Middlesbrough Borough Council (25 003 896)
Category : Adult care services > Assessment and care plan
Decision : Closed after initial enquiries
Decision date : 15 Sep 2025
The Ombudsman's final decision:
Summary: We will not investigate this complaint about the Council’s decision after care assessments to end direct payments to Mr X and Mr Y. There is not enough evidence of fault in how the Council reached its decision to warrant investigation by us
The complaint
- A relative, Mrs Z, complained on behalf of family members, Mr X and Mr Y, that there was fault in the way the Council re-assessed their care needs and ended direct payments. She said the social worker who carried out the second assessments that led to the enduing of the direct payments was not truly independent as she worked for the Council.
The Ombudsman’s role and powers
- We investigate complaints about ‘maladministration’ and ‘service failure’, which we call ‘fault’. We must also consider whether any fault has had an adverse impact on the person making the complaint, which we call ‘injustice’. We provide a free service, but must use public money carefully. We do not start or continue an investigation if we decide there is not enough evidence of fault to justify investigating.

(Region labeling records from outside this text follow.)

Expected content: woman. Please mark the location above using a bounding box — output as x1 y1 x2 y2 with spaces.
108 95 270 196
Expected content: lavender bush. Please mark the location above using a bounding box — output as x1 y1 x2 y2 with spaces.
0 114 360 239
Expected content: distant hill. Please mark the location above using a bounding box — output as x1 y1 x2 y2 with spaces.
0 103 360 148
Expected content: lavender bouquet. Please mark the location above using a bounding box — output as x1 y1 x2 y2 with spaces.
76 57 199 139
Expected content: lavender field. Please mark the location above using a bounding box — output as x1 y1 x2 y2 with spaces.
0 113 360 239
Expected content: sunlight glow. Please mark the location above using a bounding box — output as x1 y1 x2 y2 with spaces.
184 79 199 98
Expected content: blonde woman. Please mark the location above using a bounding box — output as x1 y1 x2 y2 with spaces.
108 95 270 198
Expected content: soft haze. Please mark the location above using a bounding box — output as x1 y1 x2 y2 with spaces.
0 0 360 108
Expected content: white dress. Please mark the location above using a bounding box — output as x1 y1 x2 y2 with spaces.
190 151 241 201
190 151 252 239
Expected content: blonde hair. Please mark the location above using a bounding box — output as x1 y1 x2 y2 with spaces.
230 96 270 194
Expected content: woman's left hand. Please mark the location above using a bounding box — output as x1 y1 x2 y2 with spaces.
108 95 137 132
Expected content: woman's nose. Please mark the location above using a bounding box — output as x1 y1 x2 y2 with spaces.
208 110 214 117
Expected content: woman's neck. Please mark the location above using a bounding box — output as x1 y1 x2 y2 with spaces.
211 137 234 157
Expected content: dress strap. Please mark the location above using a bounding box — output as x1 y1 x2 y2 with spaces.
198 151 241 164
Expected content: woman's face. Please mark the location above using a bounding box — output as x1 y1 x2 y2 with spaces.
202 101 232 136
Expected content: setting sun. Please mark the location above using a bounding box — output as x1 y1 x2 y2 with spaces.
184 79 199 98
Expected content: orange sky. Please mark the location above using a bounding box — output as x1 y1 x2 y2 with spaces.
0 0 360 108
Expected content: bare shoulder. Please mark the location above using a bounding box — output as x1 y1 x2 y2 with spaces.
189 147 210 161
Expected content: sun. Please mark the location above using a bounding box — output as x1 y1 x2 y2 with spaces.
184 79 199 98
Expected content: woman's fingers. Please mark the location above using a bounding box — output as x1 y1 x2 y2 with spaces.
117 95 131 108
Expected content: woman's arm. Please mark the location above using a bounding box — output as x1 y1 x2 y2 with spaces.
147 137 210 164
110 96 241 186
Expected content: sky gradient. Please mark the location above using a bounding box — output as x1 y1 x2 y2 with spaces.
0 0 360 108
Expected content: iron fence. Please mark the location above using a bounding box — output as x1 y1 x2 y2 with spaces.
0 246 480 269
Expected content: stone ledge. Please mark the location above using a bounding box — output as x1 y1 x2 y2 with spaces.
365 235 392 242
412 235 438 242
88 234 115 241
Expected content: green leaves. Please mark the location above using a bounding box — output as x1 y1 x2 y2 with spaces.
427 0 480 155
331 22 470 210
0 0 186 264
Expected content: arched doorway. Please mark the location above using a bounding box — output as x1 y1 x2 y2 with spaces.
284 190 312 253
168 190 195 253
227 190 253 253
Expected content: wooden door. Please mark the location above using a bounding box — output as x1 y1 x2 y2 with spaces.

(Local Government Act 1974, section 24A(6), as amended, section 34(B))
How I considered this complaint
- I considered information provided by the complainant.
- I considered the Ombudsman’s Assessment Code.
My assessment
- The Council carried out two assessments of both Mr X and Mr Y. It accepted there were inaccuracies in the first assessments of the two men and agreed to carry out two fresh assessments five months later. Any fault in the first assessments would have been rectified by the decision to re-assess from scratch.
- The fresh assessments were more detailed than the first ones, and provided reasons for the conclusions formed from the evidence gathered. They recommended the ending of all direct payments to both men. The reasons given were ones the assessor could adduce based on her observations. I am not entitled to offer an alternative view in the absence of any procedural fault in the way the assessment was carried out. That Mrs Z takes a different view of the assessment of her relatives’ needs, or finds the assessor should not have been employed by the Council, is not evidence of fault.
Final decision
- We will not investigate Mr X’s and Mr Y’s complaint because there is not enough evidence of fault in the way the Council reached its decision to warrant investigation by us.